Conventional thinking puts the onset of the Black Death at 1346 in the Black Sea region. Recent analysis of historical, genetic and ecological data led to the suggestion that the emergence of Y. pestis branches occurred more than a century before the beginning of the Black Death. According to the proposed model, this initial diversification was linked with territorial expansions of the Mongol Empire across Eurasia during the early thirteenth century. But in this study, the researched present ancient Y. pestis data from central Eurasia supporting a fourteenth-century emergence – putting the emergence a full century later, closer to the conventionally accepted 1346 date.
Until now, the most debated archaeological evidence on the pandemic’s initiation came from cemeteries located near Lake Issyk-Kul in modern-day Kyrgyzstan.
These sites are thought to have housed victims of a fourteenth-century epidemic as tombstone inscriptions directly dated to 1338–1339 state ‘pestilence’ as the cause of death for the buried individuals.
Researchers analysed ancient DNA data from seven individuals exhumed from two of these cemeteries, Kara-Djigach and Burana. The combination of archaeological, historical and ancient genomic data implicates Y. pestis in this epidemic event.
Two reconstructed ancient Y. pestis genomes represent a single strain and are identified as the most recent common ancestor of a major diversification commonly associated with the pandemic’s emergence, here dated to the first half of the fourteenth century. Comparing these ancient genomes present-day diversity from Y. pestis reservoirs in the Tian Shan area where China, Kazakhstan and Kyrgyzstan meet supports a local emergence of the recovered ancient strain.

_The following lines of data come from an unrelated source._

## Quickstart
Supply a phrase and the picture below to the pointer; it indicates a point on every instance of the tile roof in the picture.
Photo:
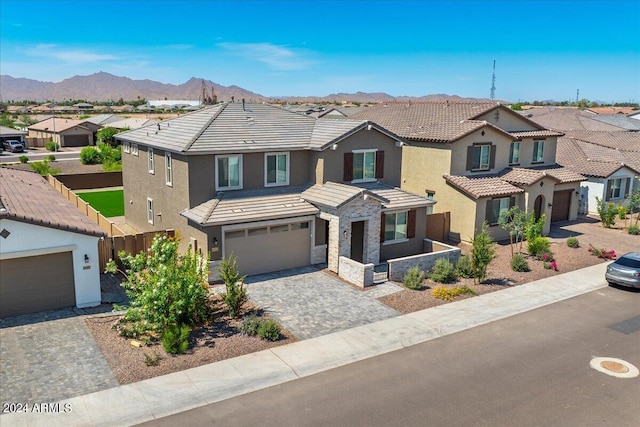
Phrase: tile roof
(27, 197)
(251, 206)
(482, 186)
(566, 118)
(232, 127)
(429, 121)
(58, 124)
(594, 160)
(335, 195)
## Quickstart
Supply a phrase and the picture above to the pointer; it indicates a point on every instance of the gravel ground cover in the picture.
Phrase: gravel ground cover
(216, 341)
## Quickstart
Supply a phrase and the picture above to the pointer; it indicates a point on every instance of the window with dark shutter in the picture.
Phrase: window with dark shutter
(379, 164)
(411, 224)
(348, 167)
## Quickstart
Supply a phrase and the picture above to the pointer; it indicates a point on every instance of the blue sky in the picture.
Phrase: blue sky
(544, 49)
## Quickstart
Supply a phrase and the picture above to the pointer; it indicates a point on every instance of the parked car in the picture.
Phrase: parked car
(13, 145)
(625, 271)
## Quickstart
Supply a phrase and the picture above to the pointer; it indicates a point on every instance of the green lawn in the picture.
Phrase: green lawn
(108, 203)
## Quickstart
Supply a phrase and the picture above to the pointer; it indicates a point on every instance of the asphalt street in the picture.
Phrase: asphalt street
(532, 369)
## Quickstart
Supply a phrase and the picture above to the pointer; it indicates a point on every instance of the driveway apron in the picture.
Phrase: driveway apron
(50, 356)
(310, 303)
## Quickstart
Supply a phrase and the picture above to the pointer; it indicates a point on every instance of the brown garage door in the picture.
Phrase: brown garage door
(39, 283)
(76, 140)
(561, 204)
(270, 248)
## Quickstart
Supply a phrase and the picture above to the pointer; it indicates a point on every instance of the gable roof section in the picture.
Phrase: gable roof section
(27, 197)
(430, 121)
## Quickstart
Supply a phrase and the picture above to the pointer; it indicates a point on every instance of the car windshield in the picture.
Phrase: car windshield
(628, 262)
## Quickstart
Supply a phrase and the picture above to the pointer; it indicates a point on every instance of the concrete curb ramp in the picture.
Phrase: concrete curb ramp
(169, 394)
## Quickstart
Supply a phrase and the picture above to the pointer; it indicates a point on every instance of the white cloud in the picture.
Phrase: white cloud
(274, 56)
(69, 56)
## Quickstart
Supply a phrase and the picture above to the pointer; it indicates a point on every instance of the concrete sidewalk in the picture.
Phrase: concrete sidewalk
(169, 394)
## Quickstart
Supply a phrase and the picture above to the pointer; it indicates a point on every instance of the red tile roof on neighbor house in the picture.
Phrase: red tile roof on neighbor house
(27, 197)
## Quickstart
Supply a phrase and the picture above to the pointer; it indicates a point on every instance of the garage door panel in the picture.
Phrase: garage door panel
(278, 249)
(33, 284)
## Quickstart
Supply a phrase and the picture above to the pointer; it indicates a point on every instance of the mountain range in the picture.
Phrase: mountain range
(102, 87)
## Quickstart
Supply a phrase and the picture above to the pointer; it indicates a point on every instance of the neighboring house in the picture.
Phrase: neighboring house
(278, 189)
(66, 132)
(7, 133)
(610, 161)
(477, 160)
(569, 118)
(48, 248)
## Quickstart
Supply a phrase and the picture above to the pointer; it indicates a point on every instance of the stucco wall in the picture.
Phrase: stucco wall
(329, 164)
(30, 240)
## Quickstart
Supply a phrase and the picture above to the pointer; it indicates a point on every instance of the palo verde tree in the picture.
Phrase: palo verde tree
(164, 287)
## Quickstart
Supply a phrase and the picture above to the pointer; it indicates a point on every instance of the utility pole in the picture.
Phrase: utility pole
(493, 82)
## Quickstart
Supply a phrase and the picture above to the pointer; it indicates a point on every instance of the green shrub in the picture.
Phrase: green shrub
(538, 245)
(519, 263)
(573, 242)
(269, 330)
(414, 278)
(443, 271)
(90, 156)
(175, 339)
(236, 294)
(51, 146)
(464, 267)
(447, 294)
(250, 326)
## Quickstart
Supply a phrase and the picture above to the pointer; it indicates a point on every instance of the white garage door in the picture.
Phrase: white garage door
(263, 249)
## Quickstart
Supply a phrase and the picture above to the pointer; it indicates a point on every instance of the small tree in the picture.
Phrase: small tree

Exactly how Y. pestis made it to western Eurasia is unknown, but previous research suggested that both warfare and/or trade networks were some of the main contributors in the spread of Y. pestis. However, the lack of any military campaigns in this period and the proximity of trans-Asian networks plus trade items at the site suggest trade playing a role in Y. pestis dissemination.
The authors conclude that “Although the ancient Y. pestis genomes reported in this Article offer biological evidence to settle an old debate, it is the unique historical and archaeological contexts that define our study’s scope and importance. As such, we envision that future synergies will continue to reveal important insights for a detailed reconstruction of the processes that triggered the second plague pandemic.”